Assessing a caregiver’s roles, capacities, vulnerabilities, and strengths, when done well, is a nonjudgmental process conducted by expert staff members who have the time and training to appreciate these often complex situations as well as a deep, practical understanding of possible solutions. These experts are typically social workers or nurses, but there are valuable assessment tools that serve as useful guides for busy health professionals in emergency departments and elsewhere.
Implementing these tools in health care practice is an intervention strategy that one expert believes could be done today.
Caring for patients sometimes requires that we reach into the shadows and shine a light on their caregivers. Even if emergency clinicians lack the time and resources to fully implement these assessment strategies, at the very least we can recognize that caregiving is difficult and that seeking help or a break isn’t a sign of weakness or failure. We must also remember that overwhelmed caregivers are often reluctant to accept assistance.
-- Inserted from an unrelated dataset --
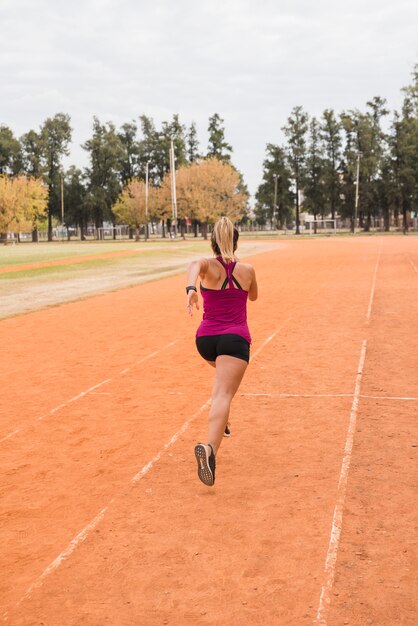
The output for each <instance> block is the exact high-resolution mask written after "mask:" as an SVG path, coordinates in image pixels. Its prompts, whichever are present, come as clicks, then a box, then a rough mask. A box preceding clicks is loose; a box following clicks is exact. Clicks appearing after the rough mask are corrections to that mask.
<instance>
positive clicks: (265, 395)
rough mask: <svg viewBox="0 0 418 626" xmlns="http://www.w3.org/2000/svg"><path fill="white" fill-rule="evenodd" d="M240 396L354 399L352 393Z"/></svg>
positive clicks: (266, 397) (250, 396)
Rosa doesn’t want to discuss the caregiving challenges she’s experiencing with me or a social worker. I wonder about her stiff resolve, whether my offer of assistance also invites judgement, that her siblings might consider the need for outside help to be a failure on her part.
So I do what I can. I make a point of saying she is doing a great job with her mother. I home in on the pressure sore in her mother’s lower back. It is clean and healing, at least as well as those things heal. “That’s a tough wound to care for,” I say. “Really tough.”
It looks for a second like Rosa will crumble into her seat. “It is,” she says. “Thank you for saying that.”
Jay Baruch, M.D., is associate professor of emergency medicine and director of the Medical Humanities and Bioethics Scholarly Concentration at the Warren Alpert Medical School of Brown University in Providence, R.I. Some of the details of this case have been changed.